La voiture figure également en bonne place en matière d’art moderne et contemporain, comme chez Andy Warhol, Arman, Sylvie Fleury ou Gabril Orozco. Au cinéma, elle fait figure de star dans des classiques tels que French Connection et Bullit, sans parler des aventures de James Bond, où BMW et Aston Martin jouent un rôle clé – ou secondaire, selon les sommes contribuées par les constructeurs au budget du tournage. Des deux côtés de l’Atlantique, les photographes ont eux aussi créé des images mythiques qui emmènent la voiture bien plus loin que l’image purement commerciale d’une simple marchandise.
Une exposition à la Kommunale Galerie de Berlin présente les travaux de vingt-trois photographes. Leurs œuvres et séries témoignent d’une extraordinaire diversité toute représentative des approches artistiques adoptées aujourd’hui autour de ce thème si populaire. L’installation nous confronte à des images d’accidents, de rues vides, de voitures bien rangées ou abandonnées et croulantes, de rallyes de voitures anciennes exhibées comme des pièces de musée, le tout pimenté de destructurations et collages photographiques, avec plusieurs interprétations de l’expression « tailler la route ».
L’éventail proposé nous livre une vision kaléidoscopique de la société, à la fois requiem de notre civilisation basée sur l’automobile et ode à notre fascination pour ses multiples incarnations, de l’objet domestique à l’icône du design.

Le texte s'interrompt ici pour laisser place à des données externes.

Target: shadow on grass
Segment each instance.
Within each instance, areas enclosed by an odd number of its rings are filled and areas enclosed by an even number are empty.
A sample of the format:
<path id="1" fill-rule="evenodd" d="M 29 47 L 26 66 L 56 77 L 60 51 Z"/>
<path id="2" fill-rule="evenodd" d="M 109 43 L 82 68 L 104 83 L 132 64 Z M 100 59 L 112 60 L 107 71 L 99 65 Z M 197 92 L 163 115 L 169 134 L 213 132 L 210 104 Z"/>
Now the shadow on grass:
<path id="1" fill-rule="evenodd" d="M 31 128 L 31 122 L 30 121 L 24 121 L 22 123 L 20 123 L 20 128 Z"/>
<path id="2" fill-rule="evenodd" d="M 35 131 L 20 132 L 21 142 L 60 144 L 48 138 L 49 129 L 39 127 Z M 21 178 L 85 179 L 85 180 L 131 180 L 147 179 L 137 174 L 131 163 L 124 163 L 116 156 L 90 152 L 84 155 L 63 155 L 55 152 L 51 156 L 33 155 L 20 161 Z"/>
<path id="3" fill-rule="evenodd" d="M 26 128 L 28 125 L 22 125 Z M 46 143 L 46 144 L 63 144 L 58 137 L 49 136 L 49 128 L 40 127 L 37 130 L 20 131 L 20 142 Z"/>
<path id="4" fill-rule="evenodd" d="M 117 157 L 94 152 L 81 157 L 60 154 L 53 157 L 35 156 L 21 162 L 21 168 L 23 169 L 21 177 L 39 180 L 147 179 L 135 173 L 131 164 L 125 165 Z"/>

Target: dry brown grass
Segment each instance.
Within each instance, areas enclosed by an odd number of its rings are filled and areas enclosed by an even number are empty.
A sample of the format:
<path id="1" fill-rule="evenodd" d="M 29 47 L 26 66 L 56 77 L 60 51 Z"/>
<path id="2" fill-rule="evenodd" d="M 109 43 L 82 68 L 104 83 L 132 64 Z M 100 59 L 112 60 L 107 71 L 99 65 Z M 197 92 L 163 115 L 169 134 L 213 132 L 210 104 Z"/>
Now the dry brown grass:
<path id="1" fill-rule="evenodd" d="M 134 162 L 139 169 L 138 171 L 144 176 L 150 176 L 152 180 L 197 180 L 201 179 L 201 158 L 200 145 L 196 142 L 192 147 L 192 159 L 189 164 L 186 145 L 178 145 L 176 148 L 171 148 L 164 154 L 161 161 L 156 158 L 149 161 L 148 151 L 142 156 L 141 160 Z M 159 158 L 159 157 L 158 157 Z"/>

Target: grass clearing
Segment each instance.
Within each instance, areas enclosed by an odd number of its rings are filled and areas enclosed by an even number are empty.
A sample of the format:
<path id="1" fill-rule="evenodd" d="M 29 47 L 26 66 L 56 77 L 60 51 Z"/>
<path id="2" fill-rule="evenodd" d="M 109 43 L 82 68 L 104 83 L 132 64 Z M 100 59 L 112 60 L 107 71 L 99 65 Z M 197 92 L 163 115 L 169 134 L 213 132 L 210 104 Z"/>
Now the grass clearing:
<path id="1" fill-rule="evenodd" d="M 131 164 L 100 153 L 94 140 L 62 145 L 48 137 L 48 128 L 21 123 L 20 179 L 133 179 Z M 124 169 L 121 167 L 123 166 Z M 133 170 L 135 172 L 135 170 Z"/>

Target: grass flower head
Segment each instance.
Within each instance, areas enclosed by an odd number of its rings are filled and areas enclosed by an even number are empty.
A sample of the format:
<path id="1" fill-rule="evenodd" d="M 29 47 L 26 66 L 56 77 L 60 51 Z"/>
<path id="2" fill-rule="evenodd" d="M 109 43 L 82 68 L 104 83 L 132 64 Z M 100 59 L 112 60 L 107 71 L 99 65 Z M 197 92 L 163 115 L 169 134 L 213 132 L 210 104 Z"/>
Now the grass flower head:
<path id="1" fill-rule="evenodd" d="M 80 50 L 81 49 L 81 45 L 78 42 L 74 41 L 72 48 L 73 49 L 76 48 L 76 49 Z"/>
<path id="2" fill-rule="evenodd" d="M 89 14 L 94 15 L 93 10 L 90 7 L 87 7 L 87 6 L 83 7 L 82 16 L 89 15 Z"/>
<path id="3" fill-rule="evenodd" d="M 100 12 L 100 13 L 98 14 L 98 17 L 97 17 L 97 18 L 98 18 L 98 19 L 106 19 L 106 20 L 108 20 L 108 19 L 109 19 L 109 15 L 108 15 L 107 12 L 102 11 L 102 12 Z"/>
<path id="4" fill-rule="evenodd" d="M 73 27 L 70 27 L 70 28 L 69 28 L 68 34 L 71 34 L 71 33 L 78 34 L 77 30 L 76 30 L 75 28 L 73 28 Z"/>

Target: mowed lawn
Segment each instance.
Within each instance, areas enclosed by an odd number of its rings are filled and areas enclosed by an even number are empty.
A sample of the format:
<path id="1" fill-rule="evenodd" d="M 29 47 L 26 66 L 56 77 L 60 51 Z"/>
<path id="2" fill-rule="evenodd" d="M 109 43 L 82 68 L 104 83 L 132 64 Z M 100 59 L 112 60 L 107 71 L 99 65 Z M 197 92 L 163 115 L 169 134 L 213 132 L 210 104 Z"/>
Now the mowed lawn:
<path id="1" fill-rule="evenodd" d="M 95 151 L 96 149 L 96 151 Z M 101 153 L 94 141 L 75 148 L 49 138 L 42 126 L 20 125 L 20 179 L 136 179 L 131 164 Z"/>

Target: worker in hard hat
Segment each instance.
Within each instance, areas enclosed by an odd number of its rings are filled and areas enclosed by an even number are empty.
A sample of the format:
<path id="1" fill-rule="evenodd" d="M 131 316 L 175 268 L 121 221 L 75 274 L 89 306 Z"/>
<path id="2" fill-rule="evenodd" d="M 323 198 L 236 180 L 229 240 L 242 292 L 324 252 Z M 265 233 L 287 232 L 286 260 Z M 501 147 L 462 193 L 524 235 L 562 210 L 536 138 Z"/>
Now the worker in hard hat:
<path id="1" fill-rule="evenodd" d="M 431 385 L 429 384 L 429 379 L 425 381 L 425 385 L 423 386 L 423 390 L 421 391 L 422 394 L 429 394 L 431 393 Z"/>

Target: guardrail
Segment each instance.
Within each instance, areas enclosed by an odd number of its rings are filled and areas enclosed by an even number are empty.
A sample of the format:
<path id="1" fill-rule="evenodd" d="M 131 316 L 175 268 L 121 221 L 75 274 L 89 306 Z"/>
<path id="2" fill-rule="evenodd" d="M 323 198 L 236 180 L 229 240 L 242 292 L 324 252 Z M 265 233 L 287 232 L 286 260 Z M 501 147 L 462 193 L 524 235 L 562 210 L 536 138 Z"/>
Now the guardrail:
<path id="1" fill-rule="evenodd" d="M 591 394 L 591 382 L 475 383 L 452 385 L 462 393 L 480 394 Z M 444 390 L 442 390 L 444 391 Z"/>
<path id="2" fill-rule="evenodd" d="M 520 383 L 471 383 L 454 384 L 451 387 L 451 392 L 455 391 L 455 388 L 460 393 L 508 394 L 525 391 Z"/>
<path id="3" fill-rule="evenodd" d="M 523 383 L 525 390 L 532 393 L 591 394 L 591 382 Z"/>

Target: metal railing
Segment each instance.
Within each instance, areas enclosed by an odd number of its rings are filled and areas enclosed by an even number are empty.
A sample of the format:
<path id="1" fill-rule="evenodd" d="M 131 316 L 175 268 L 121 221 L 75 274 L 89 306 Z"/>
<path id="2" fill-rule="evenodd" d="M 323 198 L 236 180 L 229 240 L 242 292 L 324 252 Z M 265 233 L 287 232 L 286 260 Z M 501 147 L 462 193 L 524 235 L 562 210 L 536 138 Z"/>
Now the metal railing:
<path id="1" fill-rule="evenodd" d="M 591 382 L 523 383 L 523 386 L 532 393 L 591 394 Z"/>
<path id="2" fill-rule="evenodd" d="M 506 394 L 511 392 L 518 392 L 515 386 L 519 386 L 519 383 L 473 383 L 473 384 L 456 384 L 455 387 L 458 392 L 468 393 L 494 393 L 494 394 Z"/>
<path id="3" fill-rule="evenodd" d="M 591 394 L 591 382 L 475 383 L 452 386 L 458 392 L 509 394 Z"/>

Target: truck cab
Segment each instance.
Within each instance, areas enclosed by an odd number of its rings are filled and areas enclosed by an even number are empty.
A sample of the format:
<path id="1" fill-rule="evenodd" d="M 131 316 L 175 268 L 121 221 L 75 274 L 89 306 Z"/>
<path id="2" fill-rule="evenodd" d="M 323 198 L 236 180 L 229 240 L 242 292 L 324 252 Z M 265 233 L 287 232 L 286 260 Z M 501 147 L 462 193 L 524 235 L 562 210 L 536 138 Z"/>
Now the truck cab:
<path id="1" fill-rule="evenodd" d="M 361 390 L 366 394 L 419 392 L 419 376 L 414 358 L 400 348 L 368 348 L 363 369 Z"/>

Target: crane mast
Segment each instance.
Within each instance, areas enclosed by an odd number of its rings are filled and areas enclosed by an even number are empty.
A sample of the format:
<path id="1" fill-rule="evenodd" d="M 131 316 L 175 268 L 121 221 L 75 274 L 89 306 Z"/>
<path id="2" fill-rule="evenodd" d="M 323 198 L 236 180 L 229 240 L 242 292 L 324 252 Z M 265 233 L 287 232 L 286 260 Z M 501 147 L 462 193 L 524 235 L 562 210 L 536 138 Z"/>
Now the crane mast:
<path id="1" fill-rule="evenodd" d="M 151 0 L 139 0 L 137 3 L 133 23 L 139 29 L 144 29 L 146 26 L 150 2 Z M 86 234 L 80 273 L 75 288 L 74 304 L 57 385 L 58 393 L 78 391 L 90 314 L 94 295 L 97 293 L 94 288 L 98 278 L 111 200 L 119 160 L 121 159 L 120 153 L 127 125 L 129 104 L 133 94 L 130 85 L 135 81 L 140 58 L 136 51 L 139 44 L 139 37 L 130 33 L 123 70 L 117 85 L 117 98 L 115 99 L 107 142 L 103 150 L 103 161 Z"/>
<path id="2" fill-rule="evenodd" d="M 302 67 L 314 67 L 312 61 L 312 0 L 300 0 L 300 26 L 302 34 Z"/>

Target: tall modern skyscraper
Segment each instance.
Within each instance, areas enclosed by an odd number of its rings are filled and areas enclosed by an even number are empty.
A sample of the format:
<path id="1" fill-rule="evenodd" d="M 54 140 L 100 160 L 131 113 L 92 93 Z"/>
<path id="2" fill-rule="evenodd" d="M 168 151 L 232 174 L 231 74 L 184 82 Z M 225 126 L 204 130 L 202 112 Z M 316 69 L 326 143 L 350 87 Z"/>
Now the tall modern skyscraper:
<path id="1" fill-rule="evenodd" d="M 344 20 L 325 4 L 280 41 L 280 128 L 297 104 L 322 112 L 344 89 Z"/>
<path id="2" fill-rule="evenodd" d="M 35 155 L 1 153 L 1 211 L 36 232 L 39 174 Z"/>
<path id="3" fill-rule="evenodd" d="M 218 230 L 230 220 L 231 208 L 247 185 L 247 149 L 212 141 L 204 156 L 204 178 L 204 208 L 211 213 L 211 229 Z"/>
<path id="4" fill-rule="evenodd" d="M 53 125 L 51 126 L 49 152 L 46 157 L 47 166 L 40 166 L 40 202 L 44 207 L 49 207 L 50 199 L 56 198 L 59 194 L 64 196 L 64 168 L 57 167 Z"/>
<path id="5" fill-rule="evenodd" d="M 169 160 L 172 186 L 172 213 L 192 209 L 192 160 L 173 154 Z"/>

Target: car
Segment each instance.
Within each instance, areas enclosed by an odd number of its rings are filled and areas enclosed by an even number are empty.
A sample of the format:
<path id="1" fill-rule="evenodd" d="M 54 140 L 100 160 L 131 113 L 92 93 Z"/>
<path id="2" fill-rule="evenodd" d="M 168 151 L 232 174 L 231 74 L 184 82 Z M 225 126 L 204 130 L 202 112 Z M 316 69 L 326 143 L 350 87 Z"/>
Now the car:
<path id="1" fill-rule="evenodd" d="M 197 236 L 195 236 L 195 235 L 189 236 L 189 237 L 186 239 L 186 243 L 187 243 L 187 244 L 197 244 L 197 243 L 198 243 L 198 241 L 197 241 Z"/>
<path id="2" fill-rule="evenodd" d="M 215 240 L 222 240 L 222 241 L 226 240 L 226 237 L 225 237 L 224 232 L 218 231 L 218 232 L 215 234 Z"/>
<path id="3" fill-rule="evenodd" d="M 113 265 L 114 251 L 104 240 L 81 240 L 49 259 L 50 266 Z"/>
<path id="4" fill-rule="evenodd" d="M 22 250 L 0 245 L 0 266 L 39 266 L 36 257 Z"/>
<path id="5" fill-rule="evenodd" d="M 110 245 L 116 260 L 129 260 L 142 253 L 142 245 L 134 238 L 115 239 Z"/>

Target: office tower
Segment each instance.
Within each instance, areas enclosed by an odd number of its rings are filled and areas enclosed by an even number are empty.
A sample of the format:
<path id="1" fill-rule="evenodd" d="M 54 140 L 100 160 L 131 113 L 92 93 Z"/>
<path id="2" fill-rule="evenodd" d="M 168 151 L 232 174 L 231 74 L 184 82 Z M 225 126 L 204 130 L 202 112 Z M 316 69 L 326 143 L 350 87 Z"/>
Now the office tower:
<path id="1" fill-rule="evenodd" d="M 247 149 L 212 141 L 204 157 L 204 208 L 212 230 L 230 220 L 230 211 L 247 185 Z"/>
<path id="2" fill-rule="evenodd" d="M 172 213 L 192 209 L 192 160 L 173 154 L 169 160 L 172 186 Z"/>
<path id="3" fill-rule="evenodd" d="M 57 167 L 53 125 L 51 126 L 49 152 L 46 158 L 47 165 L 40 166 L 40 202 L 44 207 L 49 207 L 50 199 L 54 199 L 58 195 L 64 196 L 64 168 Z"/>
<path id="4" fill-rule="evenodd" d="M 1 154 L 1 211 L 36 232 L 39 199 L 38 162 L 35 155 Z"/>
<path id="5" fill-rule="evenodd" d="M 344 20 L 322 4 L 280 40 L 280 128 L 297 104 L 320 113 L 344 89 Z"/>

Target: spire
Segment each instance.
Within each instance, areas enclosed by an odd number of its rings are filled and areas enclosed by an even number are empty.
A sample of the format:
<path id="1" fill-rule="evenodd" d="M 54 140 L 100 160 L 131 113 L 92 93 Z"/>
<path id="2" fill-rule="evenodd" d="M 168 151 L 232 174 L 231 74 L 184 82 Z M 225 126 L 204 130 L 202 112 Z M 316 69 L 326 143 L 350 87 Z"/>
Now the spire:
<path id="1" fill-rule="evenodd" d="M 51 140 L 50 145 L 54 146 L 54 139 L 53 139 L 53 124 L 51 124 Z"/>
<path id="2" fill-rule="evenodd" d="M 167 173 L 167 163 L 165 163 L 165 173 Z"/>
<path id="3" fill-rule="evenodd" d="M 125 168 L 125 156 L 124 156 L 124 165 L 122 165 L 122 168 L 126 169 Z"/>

Interventions conceptuelles côtoient études sociologiques, tandis que les voitures se voient sublimées, marginalisées ou magnifiées dans le détail. Il s’agit là d’une rencontre avec la voiture en tant que protagoniste d’un road movie, alors même qu’elle a perdu son statut d’objet le plus convoité par les conducteurs européens de la Génération Y. Si cette exposition unique de photographie contemporaine consacrée à l’automobile annonce notre évolution vers un futur mobile haute technologie, l’avenir de la voiture elle-même est marqué par l’incertitude.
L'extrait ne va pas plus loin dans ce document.